Every other Central Bank in the world stated it wanted to achieve "a soft landing". And they succeeded. In nearly every other country, aside from ours, inflation has come down, although without the ongoing stagnation that has ripped the guts out of NZ. Where's the proof? Look at the graph below. It compares NZ's Official Cash Rate with Australia's. Unlike the Reserve Bank of Australia, the RBNZ hiked rates far higher as it panicked about inflation, and is now panicking & cutting rates lower than Australia due to NZ's stagnation. Although the RBNZ Governor suckered the Main Stream Media, our MPs, the RBNZ Board (which doesn't have clue about monetary policy since Labour stocked it full of its mates) and now his huge Comms / PR / marketing team is trying to sucker the Kiwi public, the graph below tells a thousand words. Australia had no recession these past years. NZ had three. Australia didn't panic when inflation was rising, and didn't panic again as inflation fell. Central Banks are meant to smooth the business cycle, not exacerbate it.

Click to view

Professor Robert MacCulloch holds the Matthew S. Abel Chair of Macroeconomics at Auckland University. He has previously worked at the Reserve Bank, Oxford University, and the London School of Economics. He runs the blog Down to Earth Kiwi from where this article was sourced.

1 comment:

Anonymous said...



I thought that I was the only one to notice the lack of statistics qualifications within the Executive within Stats NZ. Many years ago I worked as a Ph.D-trained statistician at the Ministry of Agriculture and Forestry (now MPI), working on agricultural production, forestry and land use. Two complete clowns joined me and a team of about eight others as our manager and team leader.

They were both about half our age and knew nothing about either statistics or agriculture.

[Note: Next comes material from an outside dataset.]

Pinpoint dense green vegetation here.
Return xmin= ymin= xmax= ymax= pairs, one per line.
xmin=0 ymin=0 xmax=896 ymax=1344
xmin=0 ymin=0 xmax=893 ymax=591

Their treatment of staff was quite horrendous, delivering unceasing threats of firing staff, physical intimidation, deliberately inserting errors and typos in one person's reports before making those reports public (my reports, to be honest!) and even an act of physical violence that could not be proved because it occurred during off-site during a recess session. I saw that particular act myself, perpetrated by my so-called manager!

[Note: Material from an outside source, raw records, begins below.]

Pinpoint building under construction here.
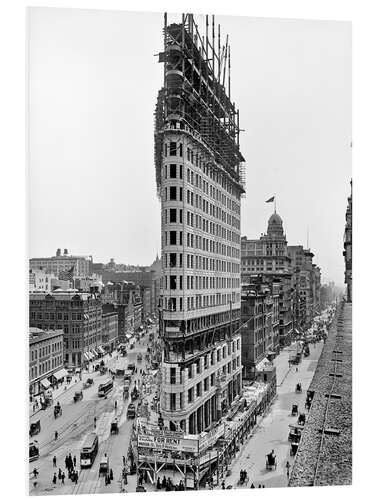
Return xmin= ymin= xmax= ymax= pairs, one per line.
xmin=138 ymin=10 xmax=254 ymax=488
xmin=155 ymin=10 xmax=244 ymax=434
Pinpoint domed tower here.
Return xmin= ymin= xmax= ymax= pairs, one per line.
xmin=267 ymin=212 xmax=284 ymax=238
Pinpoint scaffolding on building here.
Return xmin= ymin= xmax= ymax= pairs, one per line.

Guess what? Those two clowns went off to Stats NZ as highly-paid managers, where I would hear of further bullying from both of them. That young woman then rose to an Acting Deputy Chief Executive role, ahead of genuine experienced statisticians and official statistics methodology experts.

Sorry - but too many like them at the top tables within the public sector! Now read the following article on the 2018 Census:

https://www.nzherald.co.nz/nz/political-roundup-the-absolute-debacle-of-the-2018-census/2ERWBW5ZOWR45OFM3Z56L4WMX4/

Today Stats NZ appears to have fallen short of expectations in the protection of Census information. Would these debacles have occurred if Stats NZ had placed a few more experts at the top tables and within middle management?